I appreciate that the context of this text is the upgrade case (which makes 
sense), but I'm still able to read this text as casting a wider net than 
hopefully intended.  I.e., I'm still concerned that someone could quote this 
text to say that unencrypted comms is strictly not allowed anywhere, whenever a 
TLS version of the protocol exists, and whilst I entirely agree that using TLS 
is appropriate in the vast majority of places, I'm not convinced that is 
everywhere.

If people want to run unencrypted communications, that's their business, but this document is about how best to use TLS once you've chosen to do so, not about whether to use TLS in the first place.

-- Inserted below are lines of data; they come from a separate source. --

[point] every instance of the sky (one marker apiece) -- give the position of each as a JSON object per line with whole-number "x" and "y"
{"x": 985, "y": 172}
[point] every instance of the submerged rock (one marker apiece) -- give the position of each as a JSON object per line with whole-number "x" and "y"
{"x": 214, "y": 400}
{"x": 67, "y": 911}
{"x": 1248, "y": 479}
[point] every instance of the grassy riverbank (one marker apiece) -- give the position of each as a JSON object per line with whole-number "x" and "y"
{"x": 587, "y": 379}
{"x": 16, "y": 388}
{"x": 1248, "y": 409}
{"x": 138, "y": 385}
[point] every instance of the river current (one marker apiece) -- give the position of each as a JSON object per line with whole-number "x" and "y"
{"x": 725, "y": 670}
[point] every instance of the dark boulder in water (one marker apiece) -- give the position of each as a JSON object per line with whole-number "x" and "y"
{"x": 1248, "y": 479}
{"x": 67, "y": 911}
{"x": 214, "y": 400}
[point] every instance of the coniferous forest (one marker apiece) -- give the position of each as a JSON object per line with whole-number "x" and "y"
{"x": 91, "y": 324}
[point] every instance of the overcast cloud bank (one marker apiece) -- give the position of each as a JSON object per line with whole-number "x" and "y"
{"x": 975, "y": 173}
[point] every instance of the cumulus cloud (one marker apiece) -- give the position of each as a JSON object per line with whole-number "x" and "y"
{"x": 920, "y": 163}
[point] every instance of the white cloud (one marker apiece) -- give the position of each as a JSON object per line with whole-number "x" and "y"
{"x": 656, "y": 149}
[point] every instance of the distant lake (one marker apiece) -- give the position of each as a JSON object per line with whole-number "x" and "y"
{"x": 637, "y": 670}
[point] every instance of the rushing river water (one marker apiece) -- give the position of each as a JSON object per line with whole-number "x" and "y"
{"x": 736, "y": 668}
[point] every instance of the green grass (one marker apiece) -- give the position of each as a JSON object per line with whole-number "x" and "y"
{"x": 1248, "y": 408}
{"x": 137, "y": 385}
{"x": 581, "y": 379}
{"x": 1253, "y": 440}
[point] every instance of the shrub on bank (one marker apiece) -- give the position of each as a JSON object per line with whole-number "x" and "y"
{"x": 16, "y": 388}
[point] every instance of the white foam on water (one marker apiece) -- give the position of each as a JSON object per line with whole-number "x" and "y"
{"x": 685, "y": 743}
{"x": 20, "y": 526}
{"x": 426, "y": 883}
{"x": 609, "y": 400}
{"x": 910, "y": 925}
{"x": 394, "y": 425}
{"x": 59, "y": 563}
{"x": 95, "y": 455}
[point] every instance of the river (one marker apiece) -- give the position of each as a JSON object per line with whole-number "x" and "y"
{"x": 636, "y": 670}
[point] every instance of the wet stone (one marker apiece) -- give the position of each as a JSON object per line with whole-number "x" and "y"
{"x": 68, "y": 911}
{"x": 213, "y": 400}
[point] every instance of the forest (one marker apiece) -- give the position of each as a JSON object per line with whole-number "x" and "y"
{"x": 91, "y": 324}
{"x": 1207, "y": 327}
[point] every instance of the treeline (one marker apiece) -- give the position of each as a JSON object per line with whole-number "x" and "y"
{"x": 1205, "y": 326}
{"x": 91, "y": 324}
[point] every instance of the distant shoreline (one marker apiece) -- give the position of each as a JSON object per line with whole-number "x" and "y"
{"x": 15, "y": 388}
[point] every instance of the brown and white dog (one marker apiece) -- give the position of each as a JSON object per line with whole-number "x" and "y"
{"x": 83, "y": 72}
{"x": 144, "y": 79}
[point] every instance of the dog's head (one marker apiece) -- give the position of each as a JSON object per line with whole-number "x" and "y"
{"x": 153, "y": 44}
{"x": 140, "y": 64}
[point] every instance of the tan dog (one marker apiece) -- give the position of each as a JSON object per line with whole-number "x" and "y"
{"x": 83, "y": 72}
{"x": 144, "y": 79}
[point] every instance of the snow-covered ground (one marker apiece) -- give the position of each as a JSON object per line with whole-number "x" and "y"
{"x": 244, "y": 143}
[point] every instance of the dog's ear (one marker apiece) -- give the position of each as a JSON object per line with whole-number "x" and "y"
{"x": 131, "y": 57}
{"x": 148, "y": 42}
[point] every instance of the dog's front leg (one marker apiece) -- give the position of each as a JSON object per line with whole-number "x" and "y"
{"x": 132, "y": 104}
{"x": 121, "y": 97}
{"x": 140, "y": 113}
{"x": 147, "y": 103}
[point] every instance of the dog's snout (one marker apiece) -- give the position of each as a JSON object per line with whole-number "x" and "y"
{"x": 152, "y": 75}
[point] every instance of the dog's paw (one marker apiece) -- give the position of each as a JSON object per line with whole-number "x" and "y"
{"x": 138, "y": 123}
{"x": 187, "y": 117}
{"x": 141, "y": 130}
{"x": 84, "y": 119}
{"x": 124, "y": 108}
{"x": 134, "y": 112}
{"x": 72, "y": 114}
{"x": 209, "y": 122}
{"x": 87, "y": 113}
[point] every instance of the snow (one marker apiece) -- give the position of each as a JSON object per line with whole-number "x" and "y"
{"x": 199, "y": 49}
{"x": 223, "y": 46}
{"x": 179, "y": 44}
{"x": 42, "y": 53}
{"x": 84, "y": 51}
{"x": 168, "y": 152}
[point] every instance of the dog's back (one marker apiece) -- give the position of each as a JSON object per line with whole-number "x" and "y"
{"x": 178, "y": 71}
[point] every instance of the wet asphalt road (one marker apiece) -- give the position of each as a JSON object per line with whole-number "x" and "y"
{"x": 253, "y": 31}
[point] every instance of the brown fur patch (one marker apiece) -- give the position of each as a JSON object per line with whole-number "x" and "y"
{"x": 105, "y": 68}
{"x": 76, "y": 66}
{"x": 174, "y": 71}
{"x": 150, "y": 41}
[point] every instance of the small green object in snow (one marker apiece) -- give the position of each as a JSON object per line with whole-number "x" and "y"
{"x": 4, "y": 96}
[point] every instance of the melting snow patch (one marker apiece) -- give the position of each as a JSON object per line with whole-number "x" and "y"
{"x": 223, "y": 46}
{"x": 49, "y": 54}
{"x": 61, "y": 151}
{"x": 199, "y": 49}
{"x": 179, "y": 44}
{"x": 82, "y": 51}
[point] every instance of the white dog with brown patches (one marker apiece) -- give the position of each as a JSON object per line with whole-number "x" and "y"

Hence, I wonder whether we could restructure the first sentence to ensure that 
it's scope if focused purely on the upgrade scenario.  I.e., I suggest 
something like the following for the first sentence:

"When a protocol defines both a dynamic upgrade method and a separate TLS-only 
channel, then the separate TLS-only channel MUST be supported by implementations and MUST 
be configured by administrators to be used in preference to the dynamic upgrade 
method."

That's what we were trying to say, so your phrasing seems fine to me. However, I feel that "channel" could be confusing and would prefer "method" in both cases.